Cuanto más tiempo (seguido, se
entiende) pasa un partido político en el poder, más tiende a confundir sus
intereses con los del Estado (o región, o municipio) que gobierna. En esto,
como en tantos otros defectos, el Partido Socialista Obrero Español resulta un
ejemplo perfecto de lo que no se debe hacer.
Después de que España se equivocara (Alfonso Guerra dixit), el
PSOE triunfó en las urnas con una mayoría absoluta como no se ha visto desde
entonces (y es difícil que se vuelva a ver, al menos en el futuro cercano).

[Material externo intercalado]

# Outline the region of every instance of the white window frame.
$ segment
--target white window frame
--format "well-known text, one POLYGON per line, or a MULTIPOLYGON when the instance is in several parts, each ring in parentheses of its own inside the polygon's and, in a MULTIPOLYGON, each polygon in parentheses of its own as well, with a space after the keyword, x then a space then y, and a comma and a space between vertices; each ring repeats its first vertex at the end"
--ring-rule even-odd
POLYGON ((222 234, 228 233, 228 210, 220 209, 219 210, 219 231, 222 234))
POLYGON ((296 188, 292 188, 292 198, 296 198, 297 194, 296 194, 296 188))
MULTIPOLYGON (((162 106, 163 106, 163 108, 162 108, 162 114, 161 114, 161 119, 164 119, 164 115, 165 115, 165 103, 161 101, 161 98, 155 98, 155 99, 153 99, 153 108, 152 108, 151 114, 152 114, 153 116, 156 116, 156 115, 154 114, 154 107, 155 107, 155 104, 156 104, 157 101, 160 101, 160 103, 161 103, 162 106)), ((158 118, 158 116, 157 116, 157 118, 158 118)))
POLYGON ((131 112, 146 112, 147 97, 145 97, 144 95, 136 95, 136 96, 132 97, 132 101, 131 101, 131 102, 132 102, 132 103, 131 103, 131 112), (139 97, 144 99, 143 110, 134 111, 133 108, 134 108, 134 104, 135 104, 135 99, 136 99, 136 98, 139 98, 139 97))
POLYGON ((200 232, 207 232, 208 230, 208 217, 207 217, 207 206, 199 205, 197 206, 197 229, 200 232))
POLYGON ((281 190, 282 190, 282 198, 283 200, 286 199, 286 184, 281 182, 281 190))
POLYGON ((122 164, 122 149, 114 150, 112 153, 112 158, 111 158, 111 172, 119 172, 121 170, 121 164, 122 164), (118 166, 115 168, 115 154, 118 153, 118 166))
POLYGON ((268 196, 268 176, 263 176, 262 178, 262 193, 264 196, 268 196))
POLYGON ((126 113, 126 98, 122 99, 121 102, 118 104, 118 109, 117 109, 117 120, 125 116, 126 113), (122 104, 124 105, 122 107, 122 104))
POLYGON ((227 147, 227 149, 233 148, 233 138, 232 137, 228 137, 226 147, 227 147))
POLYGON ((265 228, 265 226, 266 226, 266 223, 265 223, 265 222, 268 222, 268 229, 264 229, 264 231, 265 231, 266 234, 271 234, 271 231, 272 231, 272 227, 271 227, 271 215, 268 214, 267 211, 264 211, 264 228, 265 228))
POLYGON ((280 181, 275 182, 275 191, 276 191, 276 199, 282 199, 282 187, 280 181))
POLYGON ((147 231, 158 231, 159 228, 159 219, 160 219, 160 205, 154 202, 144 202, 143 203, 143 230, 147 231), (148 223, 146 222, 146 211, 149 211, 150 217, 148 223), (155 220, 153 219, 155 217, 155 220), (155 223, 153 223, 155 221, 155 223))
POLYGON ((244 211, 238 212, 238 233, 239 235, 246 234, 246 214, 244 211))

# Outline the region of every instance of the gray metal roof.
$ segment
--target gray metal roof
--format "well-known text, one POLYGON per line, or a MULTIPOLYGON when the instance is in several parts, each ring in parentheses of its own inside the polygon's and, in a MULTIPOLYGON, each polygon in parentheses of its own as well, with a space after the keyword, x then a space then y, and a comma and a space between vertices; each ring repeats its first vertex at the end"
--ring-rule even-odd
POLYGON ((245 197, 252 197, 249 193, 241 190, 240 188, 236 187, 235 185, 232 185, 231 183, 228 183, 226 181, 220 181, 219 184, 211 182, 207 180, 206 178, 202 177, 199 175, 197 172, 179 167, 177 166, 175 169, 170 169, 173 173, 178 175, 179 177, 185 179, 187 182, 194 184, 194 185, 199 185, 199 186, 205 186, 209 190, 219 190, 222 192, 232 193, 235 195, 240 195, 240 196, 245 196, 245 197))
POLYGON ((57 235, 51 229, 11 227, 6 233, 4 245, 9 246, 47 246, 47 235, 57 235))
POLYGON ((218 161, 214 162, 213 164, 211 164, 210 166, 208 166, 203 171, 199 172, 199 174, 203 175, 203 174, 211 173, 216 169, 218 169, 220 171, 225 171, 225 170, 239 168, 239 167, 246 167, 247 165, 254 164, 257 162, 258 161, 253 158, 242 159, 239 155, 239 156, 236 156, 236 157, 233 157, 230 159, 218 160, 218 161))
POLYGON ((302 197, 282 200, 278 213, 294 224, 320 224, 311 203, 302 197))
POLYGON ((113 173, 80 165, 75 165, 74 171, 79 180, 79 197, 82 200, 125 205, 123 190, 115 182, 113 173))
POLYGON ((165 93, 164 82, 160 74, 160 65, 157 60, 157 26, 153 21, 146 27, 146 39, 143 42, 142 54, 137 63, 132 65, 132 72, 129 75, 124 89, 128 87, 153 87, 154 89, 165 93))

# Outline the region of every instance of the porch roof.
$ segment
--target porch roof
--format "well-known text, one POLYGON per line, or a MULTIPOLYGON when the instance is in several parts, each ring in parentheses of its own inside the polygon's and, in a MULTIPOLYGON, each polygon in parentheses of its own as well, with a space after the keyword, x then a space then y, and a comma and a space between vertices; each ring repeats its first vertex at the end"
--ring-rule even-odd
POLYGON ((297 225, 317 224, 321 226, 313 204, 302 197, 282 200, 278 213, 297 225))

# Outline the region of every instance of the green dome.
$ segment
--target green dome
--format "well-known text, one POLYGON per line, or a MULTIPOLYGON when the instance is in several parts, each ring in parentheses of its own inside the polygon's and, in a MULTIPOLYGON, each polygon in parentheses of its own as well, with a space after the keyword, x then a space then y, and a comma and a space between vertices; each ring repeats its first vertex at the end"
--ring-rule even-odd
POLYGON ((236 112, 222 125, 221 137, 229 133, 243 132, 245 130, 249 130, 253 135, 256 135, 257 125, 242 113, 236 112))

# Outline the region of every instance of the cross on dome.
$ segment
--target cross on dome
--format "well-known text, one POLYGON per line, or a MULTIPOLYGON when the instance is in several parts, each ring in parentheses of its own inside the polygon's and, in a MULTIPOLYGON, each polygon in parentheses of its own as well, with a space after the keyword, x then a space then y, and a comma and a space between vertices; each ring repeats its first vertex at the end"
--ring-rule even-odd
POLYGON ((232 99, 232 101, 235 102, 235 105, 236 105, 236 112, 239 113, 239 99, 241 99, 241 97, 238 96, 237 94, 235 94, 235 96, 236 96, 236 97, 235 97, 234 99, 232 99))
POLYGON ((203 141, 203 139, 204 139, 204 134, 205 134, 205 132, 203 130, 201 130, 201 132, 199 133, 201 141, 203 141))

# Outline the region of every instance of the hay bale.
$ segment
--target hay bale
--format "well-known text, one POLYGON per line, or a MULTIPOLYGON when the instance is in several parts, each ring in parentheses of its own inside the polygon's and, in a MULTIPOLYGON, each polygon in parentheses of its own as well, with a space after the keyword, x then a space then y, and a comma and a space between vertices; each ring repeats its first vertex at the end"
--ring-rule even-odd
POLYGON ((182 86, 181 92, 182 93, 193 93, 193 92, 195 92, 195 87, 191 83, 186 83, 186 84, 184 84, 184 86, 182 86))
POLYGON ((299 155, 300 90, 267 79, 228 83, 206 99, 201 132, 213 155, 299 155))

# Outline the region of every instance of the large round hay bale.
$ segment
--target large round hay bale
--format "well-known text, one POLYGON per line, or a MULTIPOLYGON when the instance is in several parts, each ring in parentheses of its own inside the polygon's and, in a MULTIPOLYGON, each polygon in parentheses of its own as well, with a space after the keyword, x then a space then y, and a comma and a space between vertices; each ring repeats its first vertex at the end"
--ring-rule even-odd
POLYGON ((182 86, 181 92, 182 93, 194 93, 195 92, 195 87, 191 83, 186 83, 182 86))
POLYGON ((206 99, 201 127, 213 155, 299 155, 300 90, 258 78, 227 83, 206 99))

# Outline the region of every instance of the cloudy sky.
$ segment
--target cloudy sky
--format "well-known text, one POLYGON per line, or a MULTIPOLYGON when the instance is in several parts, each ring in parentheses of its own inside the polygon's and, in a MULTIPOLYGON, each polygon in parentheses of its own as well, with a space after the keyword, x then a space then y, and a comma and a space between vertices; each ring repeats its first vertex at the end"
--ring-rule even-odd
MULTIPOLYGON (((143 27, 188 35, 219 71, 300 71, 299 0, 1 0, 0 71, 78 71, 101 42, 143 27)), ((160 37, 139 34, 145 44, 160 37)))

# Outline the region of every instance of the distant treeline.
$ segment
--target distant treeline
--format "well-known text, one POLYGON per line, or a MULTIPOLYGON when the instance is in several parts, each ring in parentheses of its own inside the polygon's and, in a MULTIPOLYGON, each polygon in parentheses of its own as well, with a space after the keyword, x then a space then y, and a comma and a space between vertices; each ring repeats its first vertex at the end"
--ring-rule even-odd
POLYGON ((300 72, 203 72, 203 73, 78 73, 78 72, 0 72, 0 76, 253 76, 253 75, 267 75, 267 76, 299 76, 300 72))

Entre corrupciones y trapacerías, aguantó en el poder catorce años raspados. Esos
casi tres lustros crearon (o reactivaron) en el partido de la mano y el capullo
unos mecanismos mentales de los que no han sabido deshacerse.
Vamos a centrarnos, exclusivamente, en
el mundo de la Justicia. En 1.985 se aprobó la Ley Orgánica del Poder Judicial
que todos padecemos y que nadie se ha atrevido a cambiar. En ese texto legal se
consagraba la partitocratización del
poder judicial, puesto que los miembros del órgano de gobierno de la judicatura
(el órgano de las cuatro mentiras, podríamos decir: no es consejo, ni gobierna,
ni es poder, ni es judicial) eran elegidos por las dos cámaras del Parlamento.
Más o menos al mismo tiempo era
nombrado Fiscal General del Estado un canario cuyos dos únicos méritos
conocidos eran ser practicante de la lucha canaria (respondía al sonoro nombre
de el pollo del pinar) y la docilidad
absoluta a las consignas emanadas del poder ejecutivo.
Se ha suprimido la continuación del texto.